Frozen remains of a Saqqaq person dubbed "Inuk" were found on Disko Island in western Greenland at Qeqertarsuaq and have been DNA sequenced. He had brown eyes, black hair and shovel-shaped incisors. It has been determined that he lived about 4000 years ago and was related to indigenous populations in northeastern Siberia. The Saqqaq are not the ancestors of contemporary Kalaallit; their closest relatives are the modern Chukchis and Koryaks. It is not known whether they crossed in boats or over ice.

The Saqqaq people lived in small tents and hunted seals, seabirds and other marine animals.
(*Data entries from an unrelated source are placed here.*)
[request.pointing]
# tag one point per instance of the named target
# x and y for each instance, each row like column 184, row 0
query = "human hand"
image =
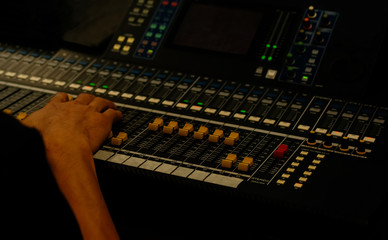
column 87, row 118
column 71, row 132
They used silicified slate, agate, quartzite and rock crystal as materials for their tools.

==Genetics==

A genetic study published in Science in August 2014 examined the remains of six Saqqaq individuals buried in Qeqertasussuk, Greenland, between c. 3000 BCE and 1900 BCE. The five samples of mitochondrial DNA (mtDNA) extracted belonged to haplogroups D2a1 (four samples) and D2a. These haplogroups also predominate in the Dorset culture and are today found in high frequencies among the Siberian Yupik and Aleuts, to whom the Saqqaq are relatively closely related. The evidence suggested that the ancestors of the Saqqaq entered North America from Siberia through a distinct migration about 4000 BC, and that they subsequently remained largely genetically isolated from other North American populations.